Southern California home buyers face fierce competition and tight inventory this spring
Packed open houses. Bidding wars. Rising prices.
That’s the landscape for much of the Southern California housing market as the spring selling season gets underway. Competition is as fierce, or even greater, than last year in many corners of the Southland, and would-be buyers can expect a pitched battle if they want to close a deal, real estate agents say.
The frenzied start has been driven by a dearth of homes for sale, low mortgage rates and steady job growth. Homes are selling faster than a year earlier, with more of them going for above the list price, data from online brokerage Redfin show.
“Be ready to write the offer on the Realtor’s car,” mortgage broker Jeff Lazerson said.
Another sign of the market’s strength came this month when data provider CoreLogic reported that sales in February jumped 9% from a year earlier. The median price, meanwhile, climbed 3.7% — the 47th straight month it’s risen.
Lazerson said his clients in Los Angeles and Orange counties are putting an average of five offers on a house before they’re successful. And he’s seeing more demand from first-time home buyers, as well as those who want to upgrade to a bigger home.

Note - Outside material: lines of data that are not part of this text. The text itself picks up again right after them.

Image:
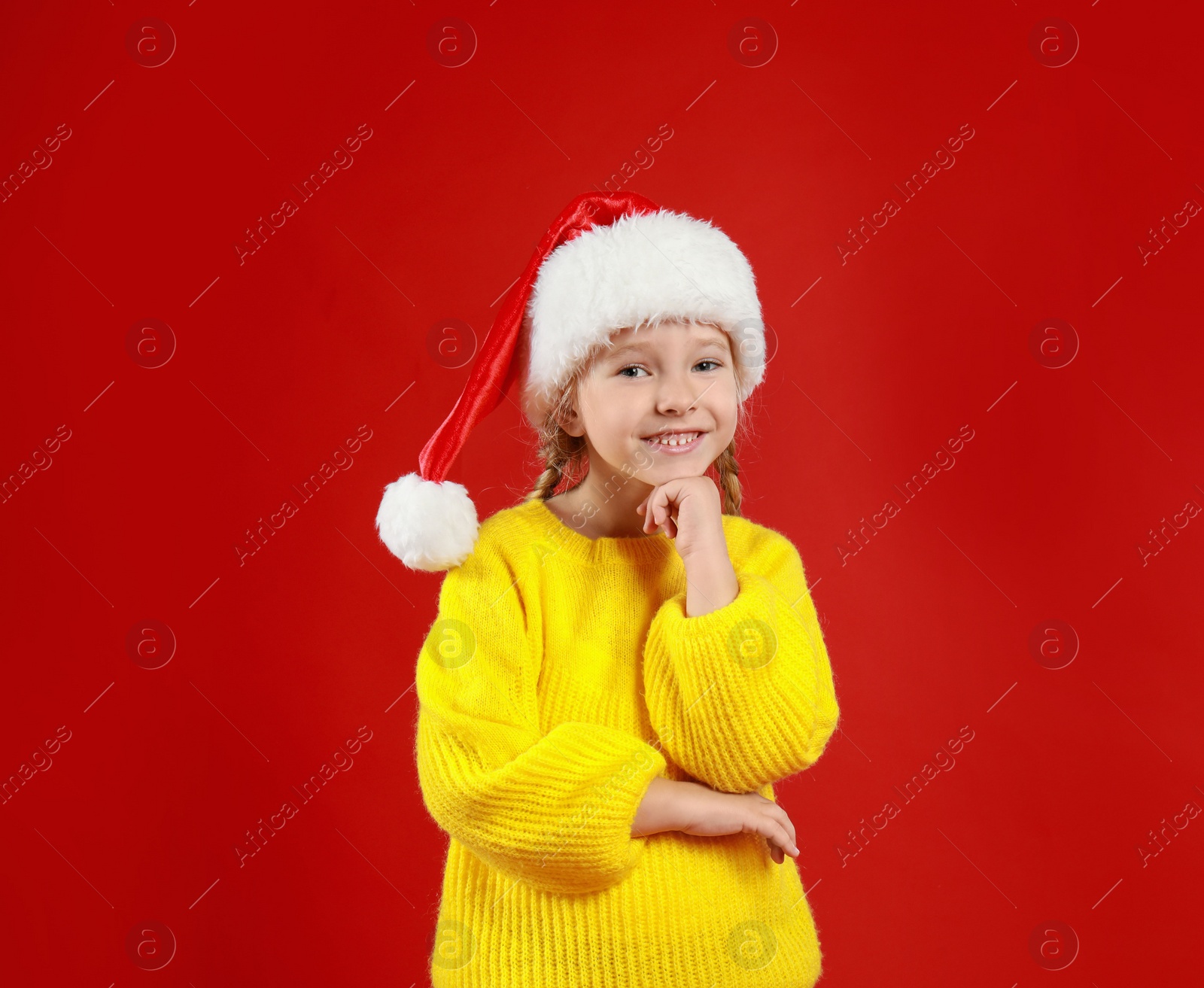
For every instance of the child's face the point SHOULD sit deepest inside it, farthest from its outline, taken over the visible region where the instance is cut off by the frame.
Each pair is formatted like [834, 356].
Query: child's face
[650, 384]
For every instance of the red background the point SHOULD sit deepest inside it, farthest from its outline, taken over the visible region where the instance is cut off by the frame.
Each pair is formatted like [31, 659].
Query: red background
[284, 655]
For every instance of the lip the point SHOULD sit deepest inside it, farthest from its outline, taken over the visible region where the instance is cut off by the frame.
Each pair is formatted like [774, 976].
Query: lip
[674, 450]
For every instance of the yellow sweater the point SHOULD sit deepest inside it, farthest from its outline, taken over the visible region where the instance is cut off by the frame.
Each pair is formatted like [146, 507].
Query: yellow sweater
[559, 679]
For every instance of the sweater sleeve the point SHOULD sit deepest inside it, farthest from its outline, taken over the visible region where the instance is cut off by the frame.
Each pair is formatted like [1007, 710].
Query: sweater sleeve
[552, 810]
[743, 696]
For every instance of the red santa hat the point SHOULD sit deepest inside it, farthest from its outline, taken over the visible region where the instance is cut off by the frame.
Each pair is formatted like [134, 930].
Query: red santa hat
[611, 260]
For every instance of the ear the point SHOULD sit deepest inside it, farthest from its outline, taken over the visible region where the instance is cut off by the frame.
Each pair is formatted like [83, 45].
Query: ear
[571, 421]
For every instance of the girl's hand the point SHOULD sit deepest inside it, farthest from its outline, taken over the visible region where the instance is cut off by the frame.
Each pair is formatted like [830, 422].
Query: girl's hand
[707, 813]
[695, 809]
[692, 513]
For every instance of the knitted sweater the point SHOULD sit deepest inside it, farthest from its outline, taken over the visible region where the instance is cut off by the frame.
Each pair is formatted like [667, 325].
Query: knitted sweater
[559, 679]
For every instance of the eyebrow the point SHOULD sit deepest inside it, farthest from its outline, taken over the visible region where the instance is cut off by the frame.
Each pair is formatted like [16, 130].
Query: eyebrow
[638, 347]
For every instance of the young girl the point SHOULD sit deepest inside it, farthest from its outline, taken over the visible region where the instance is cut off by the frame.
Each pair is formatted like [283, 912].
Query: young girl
[619, 670]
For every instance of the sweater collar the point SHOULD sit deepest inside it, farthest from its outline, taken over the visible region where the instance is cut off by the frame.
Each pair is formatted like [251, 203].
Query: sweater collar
[601, 550]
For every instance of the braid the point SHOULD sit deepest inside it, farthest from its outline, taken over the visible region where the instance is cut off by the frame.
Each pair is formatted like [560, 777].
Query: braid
[728, 479]
[560, 453]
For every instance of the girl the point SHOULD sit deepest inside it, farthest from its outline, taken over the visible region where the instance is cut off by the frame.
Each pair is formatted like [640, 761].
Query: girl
[619, 670]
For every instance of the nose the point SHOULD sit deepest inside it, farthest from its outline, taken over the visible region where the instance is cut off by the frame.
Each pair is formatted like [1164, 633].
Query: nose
[676, 396]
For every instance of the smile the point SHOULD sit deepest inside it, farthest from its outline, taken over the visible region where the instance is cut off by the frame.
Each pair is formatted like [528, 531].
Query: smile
[674, 443]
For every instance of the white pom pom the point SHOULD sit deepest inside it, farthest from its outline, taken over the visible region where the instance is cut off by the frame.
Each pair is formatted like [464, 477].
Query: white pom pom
[427, 525]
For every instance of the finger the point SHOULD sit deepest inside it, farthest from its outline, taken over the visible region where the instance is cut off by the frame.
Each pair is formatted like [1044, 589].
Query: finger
[776, 834]
[780, 815]
[783, 839]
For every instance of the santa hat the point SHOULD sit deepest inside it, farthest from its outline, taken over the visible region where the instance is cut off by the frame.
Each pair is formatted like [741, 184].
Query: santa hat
[611, 260]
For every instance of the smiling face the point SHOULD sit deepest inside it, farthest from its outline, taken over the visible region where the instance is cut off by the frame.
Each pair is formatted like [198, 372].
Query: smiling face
[660, 403]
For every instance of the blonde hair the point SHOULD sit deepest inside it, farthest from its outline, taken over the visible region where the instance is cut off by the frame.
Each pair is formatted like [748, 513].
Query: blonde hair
[565, 458]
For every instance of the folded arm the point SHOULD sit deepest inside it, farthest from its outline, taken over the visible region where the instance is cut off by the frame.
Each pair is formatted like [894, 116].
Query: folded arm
[553, 810]
[743, 696]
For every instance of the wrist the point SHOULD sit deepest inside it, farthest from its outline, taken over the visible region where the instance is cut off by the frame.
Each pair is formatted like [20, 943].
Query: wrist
[655, 813]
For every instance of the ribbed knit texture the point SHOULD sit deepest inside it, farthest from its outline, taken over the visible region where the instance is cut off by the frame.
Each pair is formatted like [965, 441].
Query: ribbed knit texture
[559, 679]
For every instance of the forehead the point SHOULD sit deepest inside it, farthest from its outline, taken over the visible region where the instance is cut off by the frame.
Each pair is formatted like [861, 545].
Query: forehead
[631, 339]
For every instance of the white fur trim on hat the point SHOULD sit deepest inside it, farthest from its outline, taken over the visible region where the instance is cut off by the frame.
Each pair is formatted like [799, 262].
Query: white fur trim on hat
[427, 525]
[641, 269]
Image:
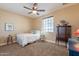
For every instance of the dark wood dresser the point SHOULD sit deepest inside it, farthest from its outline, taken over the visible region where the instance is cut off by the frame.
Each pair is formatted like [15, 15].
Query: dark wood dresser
[63, 33]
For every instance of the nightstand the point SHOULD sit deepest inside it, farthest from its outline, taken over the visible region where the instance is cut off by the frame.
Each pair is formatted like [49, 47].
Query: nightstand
[73, 47]
[9, 39]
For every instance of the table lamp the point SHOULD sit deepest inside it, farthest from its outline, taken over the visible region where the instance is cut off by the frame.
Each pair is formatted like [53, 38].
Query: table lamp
[76, 33]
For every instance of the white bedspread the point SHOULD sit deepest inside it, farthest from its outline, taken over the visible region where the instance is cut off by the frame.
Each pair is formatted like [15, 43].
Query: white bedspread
[24, 39]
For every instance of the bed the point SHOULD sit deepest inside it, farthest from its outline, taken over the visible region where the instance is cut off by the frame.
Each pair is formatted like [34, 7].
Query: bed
[25, 38]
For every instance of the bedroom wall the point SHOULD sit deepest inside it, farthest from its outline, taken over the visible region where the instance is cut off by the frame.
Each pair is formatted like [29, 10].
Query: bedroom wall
[69, 13]
[21, 24]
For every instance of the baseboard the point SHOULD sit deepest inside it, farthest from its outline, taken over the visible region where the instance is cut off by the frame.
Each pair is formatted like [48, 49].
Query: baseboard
[50, 41]
[61, 43]
[2, 44]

“The market seems to be healthy again on all levels,” he said.
Real estate agent Heather Presha has seen the craziness firsthand.
With few homes for sale in the Leimert Park neighborhood where she works, buyers are flooding open houses that pop up. Many are coming from the Westside, no longer able to afford a home near the ocean as prices have steadily risen across the region.

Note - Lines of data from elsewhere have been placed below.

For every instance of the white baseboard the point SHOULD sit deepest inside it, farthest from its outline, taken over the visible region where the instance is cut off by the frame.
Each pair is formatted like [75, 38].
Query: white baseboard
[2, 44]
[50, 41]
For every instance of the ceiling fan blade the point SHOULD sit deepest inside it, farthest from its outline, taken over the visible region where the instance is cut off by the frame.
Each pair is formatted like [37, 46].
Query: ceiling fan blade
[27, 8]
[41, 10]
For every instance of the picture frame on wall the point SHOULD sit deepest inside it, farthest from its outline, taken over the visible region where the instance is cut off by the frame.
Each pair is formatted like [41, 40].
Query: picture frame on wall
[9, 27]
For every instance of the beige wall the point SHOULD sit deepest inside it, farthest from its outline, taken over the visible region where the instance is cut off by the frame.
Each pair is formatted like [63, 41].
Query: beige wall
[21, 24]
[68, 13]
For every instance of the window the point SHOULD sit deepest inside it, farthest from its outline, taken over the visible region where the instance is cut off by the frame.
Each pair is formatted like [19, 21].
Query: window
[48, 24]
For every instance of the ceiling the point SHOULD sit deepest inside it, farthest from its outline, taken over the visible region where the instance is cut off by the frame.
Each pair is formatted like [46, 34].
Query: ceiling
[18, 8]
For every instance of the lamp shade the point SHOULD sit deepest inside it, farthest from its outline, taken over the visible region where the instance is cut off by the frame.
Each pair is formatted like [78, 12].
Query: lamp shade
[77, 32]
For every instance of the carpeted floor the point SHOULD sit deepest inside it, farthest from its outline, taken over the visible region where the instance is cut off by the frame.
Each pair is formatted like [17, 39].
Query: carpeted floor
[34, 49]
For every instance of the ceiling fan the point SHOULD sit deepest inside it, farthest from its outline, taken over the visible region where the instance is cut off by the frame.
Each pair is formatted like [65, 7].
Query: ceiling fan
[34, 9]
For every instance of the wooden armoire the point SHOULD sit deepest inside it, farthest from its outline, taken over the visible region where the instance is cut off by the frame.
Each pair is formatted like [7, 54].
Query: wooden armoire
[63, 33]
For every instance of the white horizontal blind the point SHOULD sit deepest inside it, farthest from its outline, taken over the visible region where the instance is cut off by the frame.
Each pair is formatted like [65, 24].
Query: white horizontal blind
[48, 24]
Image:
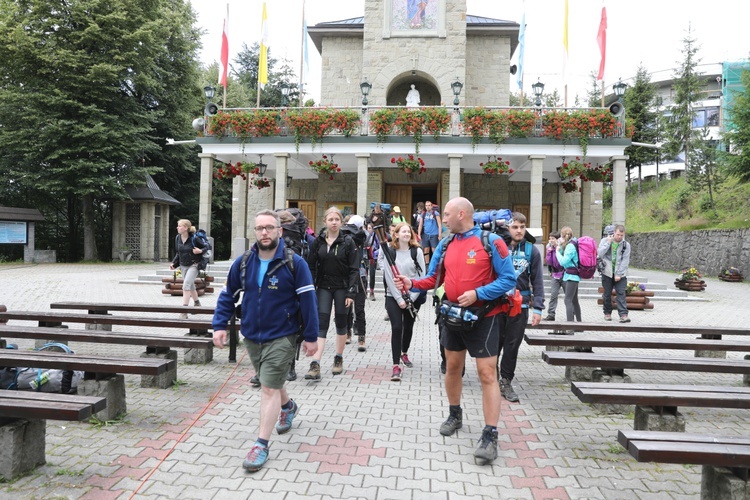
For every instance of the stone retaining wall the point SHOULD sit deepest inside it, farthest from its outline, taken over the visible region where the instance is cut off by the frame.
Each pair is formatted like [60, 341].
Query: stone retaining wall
[709, 251]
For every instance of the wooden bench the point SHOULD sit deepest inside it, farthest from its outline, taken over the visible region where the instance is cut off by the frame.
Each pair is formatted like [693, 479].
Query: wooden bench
[725, 459]
[656, 405]
[103, 376]
[616, 364]
[23, 419]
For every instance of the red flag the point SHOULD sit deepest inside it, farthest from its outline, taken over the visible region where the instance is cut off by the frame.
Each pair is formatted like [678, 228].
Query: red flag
[224, 56]
[601, 39]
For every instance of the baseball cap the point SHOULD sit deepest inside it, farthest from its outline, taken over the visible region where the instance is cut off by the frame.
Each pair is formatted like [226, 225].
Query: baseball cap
[357, 220]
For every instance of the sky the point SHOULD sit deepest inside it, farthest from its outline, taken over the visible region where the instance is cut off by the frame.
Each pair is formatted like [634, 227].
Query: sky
[640, 32]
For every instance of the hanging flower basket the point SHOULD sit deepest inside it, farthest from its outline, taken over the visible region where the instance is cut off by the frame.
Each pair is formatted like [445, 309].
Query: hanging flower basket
[325, 166]
[410, 164]
[496, 167]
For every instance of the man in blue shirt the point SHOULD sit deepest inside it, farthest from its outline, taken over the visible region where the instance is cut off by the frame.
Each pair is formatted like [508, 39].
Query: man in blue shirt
[277, 280]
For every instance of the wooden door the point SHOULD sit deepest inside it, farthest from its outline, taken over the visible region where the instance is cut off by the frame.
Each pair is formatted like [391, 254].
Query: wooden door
[399, 195]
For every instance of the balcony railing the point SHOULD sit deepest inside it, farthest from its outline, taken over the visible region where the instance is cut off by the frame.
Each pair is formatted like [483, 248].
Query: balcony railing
[496, 124]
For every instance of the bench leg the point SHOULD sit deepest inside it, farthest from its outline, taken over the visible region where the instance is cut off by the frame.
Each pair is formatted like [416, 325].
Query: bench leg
[198, 356]
[110, 387]
[722, 483]
[648, 419]
[23, 443]
[166, 379]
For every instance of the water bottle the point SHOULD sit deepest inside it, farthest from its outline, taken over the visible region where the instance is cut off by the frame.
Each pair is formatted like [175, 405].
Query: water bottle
[39, 381]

The added demand is pushing values higher in the South L.A. neighborhood filled with old Spanish-style homes.
Pat Douglas, another agent in Leimert Park, put it this way: “Anything good that is on the market is going quick with multiple offers.”
In Los Angeles County, there was a 4.9-month supply of homes for sale in February compared with a 5.2-month supply a year earlier — meaning no homes would be on the market after that time period if sales continued at their current pace and no new listings emerged, according to the California Assn. of Realtors. Orange County saw a similar trend.
The Realtors consider a six- to seven-month supply a market that favors neither buyers nor sellers.
“The inventory issue is why price growth is strong,” said Redfin chief economist Nela Richardson.
Recently there’s been a healthy jump in listings, Richardson said, but it’s unclear if the trend will hold.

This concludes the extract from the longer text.